Molto probabilmente l’aula conferirà la cittadinanza onoraria alla senatrice a vita sopravvissuta dall’Olocausto

La senatrice Liliana Segre

Lunedì 9 dicembre il Consiglio comunale discuterà come primo punto all’ordine del giorno il conferimento della cittadinanza onoraria a Liliana Segre. Molto probabilmente la proposta delle forze politiche di minoranza, stando alle dichiarazioni dei partiti del centrodestra, sarà accolta. Lo stesso sindaco Patrizia Barbieri ha chiesto di discutere per primo questo argomento in aula, in apertura di seduta, che inizia alle 15. Piacenza potrebbe così fare come altre città e offrire in questo modo la propria solidarietà nei confronti dell’89enne senatrice a vita, sopravvissuta alla tragedia dell’Olocausto e vittima nelle settimane scorse di minacce e insulti via social, tanto da dover richiedere, per lei, la scorta della polizia.

La proposta era arrivata da tutti i consiglieri delle opposizioni in Consiglio comunale: Giulia Piroli, Giorgia Buscarini, Stefano Cugini e Christian Fiazza (Partito Democratico), Sergio Dagnino e Andrea Pugni (Movimento 5 Stelle), Luigi Rabuffi (Piacenza in Comune), Gianluca Bariola (La Piacenza del futuro), Roberto Colla (Piacenza Oltre), Massimo Trespidi e Mauro Monti (Liberi). A loro si sono aggiunti due componenti della maggioranza: Antonio Levoni (Liberali Piacentini) e Michele Giardino (Gruppo Misto).

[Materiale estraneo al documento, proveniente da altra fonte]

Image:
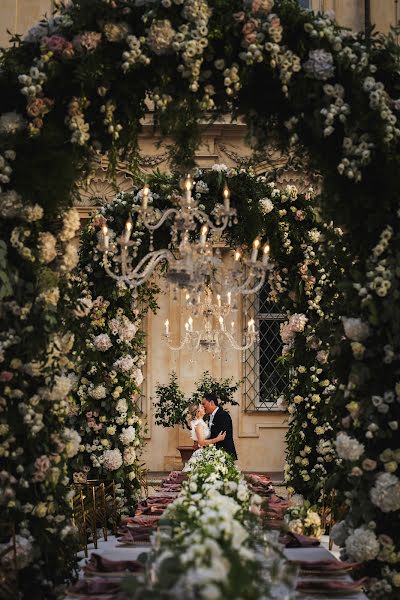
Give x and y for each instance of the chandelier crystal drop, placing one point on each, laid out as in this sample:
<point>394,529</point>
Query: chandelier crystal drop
<point>193,262</point>
<point>217,326</point>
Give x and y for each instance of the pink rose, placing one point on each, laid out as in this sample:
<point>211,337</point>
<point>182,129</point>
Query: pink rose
<point>249,31</point>
<point>274,22</point>
<point>239,17</point>
<point>261,6</point>
<point>303,269</point>
<point>6,376</point>
<point>55,43</point>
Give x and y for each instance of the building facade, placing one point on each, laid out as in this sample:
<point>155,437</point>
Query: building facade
<point>259,424</point>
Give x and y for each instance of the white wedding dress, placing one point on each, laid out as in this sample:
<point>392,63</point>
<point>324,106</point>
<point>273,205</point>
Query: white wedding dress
<point>193,435</point>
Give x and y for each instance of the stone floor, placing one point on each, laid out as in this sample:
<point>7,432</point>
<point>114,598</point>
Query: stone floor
<point>154,479</point>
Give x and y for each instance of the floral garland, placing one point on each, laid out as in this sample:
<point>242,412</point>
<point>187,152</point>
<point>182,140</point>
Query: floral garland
<point>110,344</point>
<point>212,552</point>
<point>36,380</point>
<point>293,75</point>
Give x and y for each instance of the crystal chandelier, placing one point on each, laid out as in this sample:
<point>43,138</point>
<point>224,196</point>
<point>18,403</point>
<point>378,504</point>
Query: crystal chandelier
<point>214,330</point>
<point>193,262</point>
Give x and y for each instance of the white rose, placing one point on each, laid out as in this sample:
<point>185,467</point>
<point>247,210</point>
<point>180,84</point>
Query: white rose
<point>348,448</point>
<point>362,545</point>
<point>266,205</point>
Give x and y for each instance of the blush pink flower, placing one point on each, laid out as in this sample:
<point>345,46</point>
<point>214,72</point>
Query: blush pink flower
<point>88,40</point>
<point>6,376</point>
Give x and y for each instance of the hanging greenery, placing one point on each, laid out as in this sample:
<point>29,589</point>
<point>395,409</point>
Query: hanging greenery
<point>79,82</point>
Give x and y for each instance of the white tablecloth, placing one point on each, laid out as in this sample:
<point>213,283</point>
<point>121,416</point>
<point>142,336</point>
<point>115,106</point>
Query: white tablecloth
<point>319,553</point>
<point>110,550</point>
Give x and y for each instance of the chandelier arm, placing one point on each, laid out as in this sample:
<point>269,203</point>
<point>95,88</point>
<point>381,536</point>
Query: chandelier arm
<point>244,290</point>
<point>177,348</point>
<point>166,215</point>
<point>212,226</point>
<point>152,259</point>
<point>251,339</point>
<point>108,269</point>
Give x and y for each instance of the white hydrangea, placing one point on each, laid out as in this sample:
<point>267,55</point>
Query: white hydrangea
<point>266,205</point>
<point>386,492</point>
<point>128,435</point>
<point>72,441</point>
<point>112,459</point>
<point>362,545</point>
<point>355,329</point>
<point>125,363</point>
<point>102,342</point>
<point>314,235</point>
<point>61,387</point>
<point>219,167</point>
<point>129,455</point>
<point>70,258</point>
<point>99,392</point>
<point>71,224</point>
<point>138,376</point>
<point>347,447</point>
<point>121,406</point>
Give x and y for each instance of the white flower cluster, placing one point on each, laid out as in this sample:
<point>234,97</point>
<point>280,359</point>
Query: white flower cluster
<point>380,101</point>
<point>5,167</point>
<point>348,448</point>
<point>123,328</point>
<point>112,459</point>
<point>210,532</point>
<point>337,110</point>
<point>76,121</point>
<point>32,83</point>
<point>11,123</point>
<point>135,54</point>
<point>385,493</point>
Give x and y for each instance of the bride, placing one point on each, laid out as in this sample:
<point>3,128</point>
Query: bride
<point>200,431</point>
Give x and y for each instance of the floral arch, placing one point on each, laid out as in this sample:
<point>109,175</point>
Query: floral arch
<point>80,83</point>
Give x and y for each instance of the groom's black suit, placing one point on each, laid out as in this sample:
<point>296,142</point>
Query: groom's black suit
<point>222,422</point>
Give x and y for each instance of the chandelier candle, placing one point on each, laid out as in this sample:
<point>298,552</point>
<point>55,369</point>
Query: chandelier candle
<point>106,239</point>
<point>226,194</point>
<point>145,196</point>
<point>254,254</point>
<point>203,235</point>
<point>266,254</point>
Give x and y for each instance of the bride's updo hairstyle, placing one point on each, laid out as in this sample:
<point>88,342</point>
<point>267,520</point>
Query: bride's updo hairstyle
<point>192,412</point>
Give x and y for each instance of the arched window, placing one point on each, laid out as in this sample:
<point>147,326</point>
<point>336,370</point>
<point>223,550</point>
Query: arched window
<point>265,378</point>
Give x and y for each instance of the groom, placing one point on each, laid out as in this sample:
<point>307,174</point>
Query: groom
<point>220,420</point>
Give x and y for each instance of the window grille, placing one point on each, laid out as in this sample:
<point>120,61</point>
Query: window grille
<point>265,379</point>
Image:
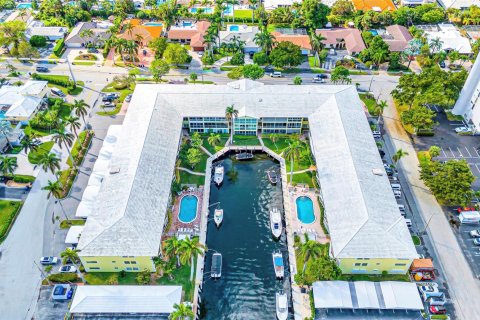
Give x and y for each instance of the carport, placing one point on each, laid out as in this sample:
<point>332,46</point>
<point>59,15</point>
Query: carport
<point>366,295</point>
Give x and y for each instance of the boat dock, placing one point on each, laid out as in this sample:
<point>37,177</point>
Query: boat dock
<point>301,302</point>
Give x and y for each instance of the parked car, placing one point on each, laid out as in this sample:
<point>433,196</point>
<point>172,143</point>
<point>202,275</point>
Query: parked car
<point>62,292</point>
<point>318,79</point>
<point>41,69</point>
<point>48,260</point>
<point>437,301</point>
<point>67,268</point>
<point>475,233</point>
<point>437,310</point>
<point>276,74</point>
<point>462,130</point>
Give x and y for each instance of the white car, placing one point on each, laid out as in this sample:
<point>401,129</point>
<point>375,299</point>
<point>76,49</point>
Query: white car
<point>475,233</point>
<point>462,130</point>
<point>69,268</point>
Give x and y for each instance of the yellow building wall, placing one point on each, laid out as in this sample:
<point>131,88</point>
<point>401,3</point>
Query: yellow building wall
<point>117,264</point>
<point>374,266</point>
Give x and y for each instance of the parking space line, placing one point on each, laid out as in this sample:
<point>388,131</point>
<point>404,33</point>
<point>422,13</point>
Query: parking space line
<point>469,154</point>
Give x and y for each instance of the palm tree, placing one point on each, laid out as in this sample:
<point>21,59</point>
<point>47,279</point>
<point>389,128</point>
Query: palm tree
<point>214,139</point>
<point>379,109</point>
<point>49,161</point>
<point>181,312</point>
<point>399,155</point>
<point>28,144</point>
<point>310,249</point>
<point>80,108</point>
<point>55,189</point>
<point>73,124</point>
<point>292,153</point>
<point>172,248</point>
<point>8,165</point>
<point>5,130</point>
<point>70,255</point>
<point>230,114</point>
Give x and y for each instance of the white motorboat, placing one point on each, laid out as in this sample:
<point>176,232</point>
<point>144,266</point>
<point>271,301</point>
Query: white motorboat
<point>278,264</point>
<point>216,271</point>
<point>281,305</point>
<point>276,222</point>
<point>218,175</point>
<point>218,217</point>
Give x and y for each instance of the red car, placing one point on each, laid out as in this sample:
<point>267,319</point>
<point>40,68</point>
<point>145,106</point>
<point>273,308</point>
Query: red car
<point>438,310</point>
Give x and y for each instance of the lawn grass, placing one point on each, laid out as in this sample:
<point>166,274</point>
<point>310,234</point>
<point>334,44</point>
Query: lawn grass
<point>110,278</point>
<point>181,276</point>
<point>187,178</point>
<point>44,148</point>
<point>65,224</point>
<point>303,178</point>
<point>369,101</point>
<point>245,140</point>
<point>8,213</point>
<point>214,149</point>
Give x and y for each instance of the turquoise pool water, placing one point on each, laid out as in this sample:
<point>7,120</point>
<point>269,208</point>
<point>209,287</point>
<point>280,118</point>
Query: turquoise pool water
<point>24,5</point>
<point>305,210</point>
<point>188,209</point>
<point>154,24</point>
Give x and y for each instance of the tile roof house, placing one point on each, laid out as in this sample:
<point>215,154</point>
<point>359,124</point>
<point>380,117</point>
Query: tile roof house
<point>75,40</point>
<point>375,5</point>
<point>189,33</point>
<point>343,38</point>
<point>397,37</point>
<point>295,36</point>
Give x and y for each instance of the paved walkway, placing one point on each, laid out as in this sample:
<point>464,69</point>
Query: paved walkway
<point>464,287</point>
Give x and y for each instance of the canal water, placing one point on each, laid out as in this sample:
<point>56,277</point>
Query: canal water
<point>247,287</point>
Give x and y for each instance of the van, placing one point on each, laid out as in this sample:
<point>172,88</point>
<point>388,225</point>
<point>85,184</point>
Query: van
<point>396,186</point>
<point>408,222</point>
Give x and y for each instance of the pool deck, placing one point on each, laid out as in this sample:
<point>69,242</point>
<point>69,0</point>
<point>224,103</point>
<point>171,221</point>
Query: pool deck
<point>300,301</point>
<point>314,229</point>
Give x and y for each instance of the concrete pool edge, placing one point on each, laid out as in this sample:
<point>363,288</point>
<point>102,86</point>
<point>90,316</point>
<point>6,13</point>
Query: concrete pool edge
<point>300,310</point>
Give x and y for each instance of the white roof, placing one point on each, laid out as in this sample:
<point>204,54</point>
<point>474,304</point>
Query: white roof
<point>125,299</point>
<point>451,38</point>
<point>361,210</point>
<point>73,234</point>
<point>388,295</point>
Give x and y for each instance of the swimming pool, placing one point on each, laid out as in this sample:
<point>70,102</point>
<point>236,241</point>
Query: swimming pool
<point>24,5</point>
<point>188,209</point>
<point>305,210</point>
<point>153,24</point>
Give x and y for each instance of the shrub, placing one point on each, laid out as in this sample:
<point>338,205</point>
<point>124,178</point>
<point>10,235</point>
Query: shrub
<point>38,41</point>
<point>238,59</point>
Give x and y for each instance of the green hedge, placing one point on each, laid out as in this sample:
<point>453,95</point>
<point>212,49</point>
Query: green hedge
<point>59,48</point>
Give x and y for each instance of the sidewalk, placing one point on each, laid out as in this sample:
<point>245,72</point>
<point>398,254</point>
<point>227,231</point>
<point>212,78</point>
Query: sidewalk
<point>464,288</point>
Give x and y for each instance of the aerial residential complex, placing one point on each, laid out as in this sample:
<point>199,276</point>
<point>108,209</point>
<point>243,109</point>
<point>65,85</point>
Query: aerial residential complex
<point>368,235</point>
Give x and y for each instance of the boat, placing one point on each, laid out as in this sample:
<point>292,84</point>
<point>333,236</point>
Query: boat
<point>276,222</point>
<point>218,217</point>
<point>281,305</point>
<point>278,264</point>
<point>244,156</point>
<point>216,271</point>
<point>272,176</point>
<point>218,175</point>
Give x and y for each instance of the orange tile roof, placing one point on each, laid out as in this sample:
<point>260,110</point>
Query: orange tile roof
<point>366,5</point>
<point>301,40</point>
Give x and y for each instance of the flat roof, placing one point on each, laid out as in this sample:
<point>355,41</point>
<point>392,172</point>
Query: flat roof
<point>388,295</point>
<point>362,213</point>
<point>125,299</point>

«Le cronache rappresentano un Paese dove i crimini d’odio e le violenze razziste diventano quotidiane e l’intolleranza si diffonde sempre più», è la premessa della mozione urgente depositata dai consiglieri. «La senatrice Segre – prosegue la mozione - negli ultimi trent’anni ha portato nelle scuole la sua testimonianza di ciò che furono le leggi razziali e la Shoah, l’odio e la discriminazione. Segre continua a farlo anche al Senato, impegnandosi nel coltivare e rafforzare la memoria, da lei stessa definita “vaccino prezioso contro l’indifferenza”, mettendo in campo azioni concrete di aiuto alle diversità e condanna rispetto ad azioni antidemocratiche e alle violenze». I consiglieri ricordano nel testo alcune considerazioni di Segre, di grande attualità. «Il razzismo e l’antisemitismo non sono mai sopiti, solo che nel Dopoguerra della ritrovata democrazia si preferiva non esprimerlo. Oggi è passato tanto tempo, quasi tutti i testimoni sono morti e il razzismo è tornato fuori così come l’indifferenza generale, uguale oggi come allora, quando i “senza nome” eravamo noi ebrei». Il gruppo di consiglieri, riconoscendo che Liliana Segre rappresenti «una delle figure più nobili della Nazione e il suo impegno civile costituisce un esempio per il Paese e ciò deve essere di ispirazione a tutte le giovani generazioni» e visto il suo impegno contro gli “hate speeches” (i discorsi d’odio), invitano il sindaco e la Giunta a porre in essere tutte le attività per conferire la cittadinanza onoraria alla senatrice Segre «in segno di riconoscenza e ammirazione per il suo impegno e per il suo messaggio contro l’odio e l’indifferenza».